Carbon Trade Ends on Quiet Death of Chicago Climate Exchange

By John O’Sullivan

Republican mid-term election joy deals financial uncertainty among green investors as the Chicago Climate Exchange announces the end of U.S. carbon trading.

The Chicago Climate Exchange (CCX) announced on October 21, 2010 that it will cease carbon trading this year. However, Steve Milloy reporting on Pajamasmedia.com (November 6, 2010) finds this huge story strangely unreported by the mainstream media.

To some key analysts the collapse of the CCX appears to show that international carbon trading is “dying a quiet death.” Yet Milloy finds that such a major business failure has drawn no interest at all from the mainstream media. Milloy noted that a “Nexis search conducted a week after CCX’s announcement revealed no news articles published about its demise.”

Not until November 02, 2010 had the story even been picked up briefly and that was by Chicagobusiness.com (Crain’s). Reporter, Paul Merrion appeared to find some comfort that while CCX will cease all trading of new emission allowances at the end of the year, “it will continue trading carbon offsets generated by projects that consume greenhouse gases, such as planting trees.”

Collapse is Personal Setback for U.S. President

Barack Obama was a board member of the Joyce Foundation that funded the fledgling CCX. Professor Richard Sandor, of Northwestern University had started the business with $1.1 million in grants from the Chicago-based left-wing Joyce Foundation enthusiastically endorsed by Obama. When founded in November 2000, CCX’s carbon trading market was predicted to grow anywhere between $500 billion and $10 trillion. Fortunately before its collapse Sandor was able to net $98.5 million for his 16.5% stake when CCX was sold.

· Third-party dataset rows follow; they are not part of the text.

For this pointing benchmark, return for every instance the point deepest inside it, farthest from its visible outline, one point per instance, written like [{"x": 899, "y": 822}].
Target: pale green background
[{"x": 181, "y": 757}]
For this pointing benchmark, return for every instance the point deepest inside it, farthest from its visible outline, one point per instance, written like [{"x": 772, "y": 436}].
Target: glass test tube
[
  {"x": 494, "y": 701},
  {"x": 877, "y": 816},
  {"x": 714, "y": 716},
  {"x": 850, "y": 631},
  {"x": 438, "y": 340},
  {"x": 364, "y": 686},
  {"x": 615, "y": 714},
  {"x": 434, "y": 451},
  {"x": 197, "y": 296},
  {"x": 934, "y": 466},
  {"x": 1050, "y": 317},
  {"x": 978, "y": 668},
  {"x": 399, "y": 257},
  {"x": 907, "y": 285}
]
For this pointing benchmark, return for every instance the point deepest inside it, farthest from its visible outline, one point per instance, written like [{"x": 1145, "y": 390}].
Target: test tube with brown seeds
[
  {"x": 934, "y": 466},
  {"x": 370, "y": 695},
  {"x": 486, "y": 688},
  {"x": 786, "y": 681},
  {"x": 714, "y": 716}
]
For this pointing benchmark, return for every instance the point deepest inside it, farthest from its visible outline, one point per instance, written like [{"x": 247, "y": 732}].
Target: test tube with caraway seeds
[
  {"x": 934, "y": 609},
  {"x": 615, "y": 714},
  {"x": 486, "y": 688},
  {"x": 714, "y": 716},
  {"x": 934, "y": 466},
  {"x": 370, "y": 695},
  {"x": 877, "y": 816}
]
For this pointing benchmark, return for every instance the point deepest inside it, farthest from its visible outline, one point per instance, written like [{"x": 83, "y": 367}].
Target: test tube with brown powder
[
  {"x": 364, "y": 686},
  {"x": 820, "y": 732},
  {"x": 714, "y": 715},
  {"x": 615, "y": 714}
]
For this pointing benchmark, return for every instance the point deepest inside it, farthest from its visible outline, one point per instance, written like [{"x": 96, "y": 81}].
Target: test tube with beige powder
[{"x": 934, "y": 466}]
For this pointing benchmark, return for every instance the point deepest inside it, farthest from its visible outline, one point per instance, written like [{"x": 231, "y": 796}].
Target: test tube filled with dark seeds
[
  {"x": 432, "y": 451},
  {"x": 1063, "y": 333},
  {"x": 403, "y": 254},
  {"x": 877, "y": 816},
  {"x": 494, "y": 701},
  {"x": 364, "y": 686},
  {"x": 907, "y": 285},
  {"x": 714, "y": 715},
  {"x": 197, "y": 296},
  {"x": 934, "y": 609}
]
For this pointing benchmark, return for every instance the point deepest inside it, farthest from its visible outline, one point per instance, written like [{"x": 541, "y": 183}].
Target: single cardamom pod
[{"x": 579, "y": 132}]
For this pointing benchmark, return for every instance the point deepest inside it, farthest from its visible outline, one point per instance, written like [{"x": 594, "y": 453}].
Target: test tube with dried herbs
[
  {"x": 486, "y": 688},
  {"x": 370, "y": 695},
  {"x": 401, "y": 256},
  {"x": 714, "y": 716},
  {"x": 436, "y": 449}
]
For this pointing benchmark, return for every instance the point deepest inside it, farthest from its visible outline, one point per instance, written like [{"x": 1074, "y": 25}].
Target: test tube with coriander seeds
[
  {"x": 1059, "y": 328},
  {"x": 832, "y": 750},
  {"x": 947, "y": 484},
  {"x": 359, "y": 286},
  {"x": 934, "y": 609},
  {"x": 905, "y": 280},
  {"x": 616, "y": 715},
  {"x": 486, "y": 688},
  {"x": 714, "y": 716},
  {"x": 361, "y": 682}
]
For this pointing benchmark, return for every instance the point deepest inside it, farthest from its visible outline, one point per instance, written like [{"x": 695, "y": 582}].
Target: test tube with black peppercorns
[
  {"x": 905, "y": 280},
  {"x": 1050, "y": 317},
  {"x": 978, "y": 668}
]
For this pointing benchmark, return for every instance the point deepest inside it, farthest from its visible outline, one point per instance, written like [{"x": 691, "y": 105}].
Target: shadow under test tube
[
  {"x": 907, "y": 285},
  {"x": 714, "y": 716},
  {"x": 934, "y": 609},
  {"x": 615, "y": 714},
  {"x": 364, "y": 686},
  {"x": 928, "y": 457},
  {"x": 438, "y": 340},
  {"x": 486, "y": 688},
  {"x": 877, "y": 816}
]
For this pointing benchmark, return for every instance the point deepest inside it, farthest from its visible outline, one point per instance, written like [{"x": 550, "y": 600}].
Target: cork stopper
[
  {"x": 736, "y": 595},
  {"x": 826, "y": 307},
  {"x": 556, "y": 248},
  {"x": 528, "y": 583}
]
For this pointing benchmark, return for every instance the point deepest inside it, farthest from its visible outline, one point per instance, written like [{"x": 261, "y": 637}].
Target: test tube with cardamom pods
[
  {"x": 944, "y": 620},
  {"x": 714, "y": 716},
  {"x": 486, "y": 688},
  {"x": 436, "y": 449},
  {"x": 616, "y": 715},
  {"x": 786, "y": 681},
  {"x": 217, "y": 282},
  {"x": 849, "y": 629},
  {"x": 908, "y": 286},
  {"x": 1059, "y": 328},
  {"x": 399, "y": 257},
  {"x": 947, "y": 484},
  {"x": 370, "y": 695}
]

Failure of European Climate Market May Follow

Milloy writes, “although the trading in carbon emissions credits was voluntary, the CCX was intended to be the hub of the mandatory carbon trading established by a cap-and-trade law. Trading carbon was, the only purpose for which it was founded.” But with their resurgence after the mid-terms the Republicans have now put a new cohort of global warming skeptics into the corridors of power.

Unlike the American voluntary scheme, the European cousin of the CCX, the European Climate Exchange (ECX), continues to trade due to the mandatory carbon caps of the Kyoto Protocol. But the future of the ECX will be in doubt unless a new climate treaty to replace the Kyoto Protocol is introduced. That treaty expires in 2012. But the ineffectual Copenhagen Climate Conference (2009) exposed an inability among international politicians to agree on climate change. If this stalement persists then the European ECX may likely suffer the same fate as Chicago’s CCX.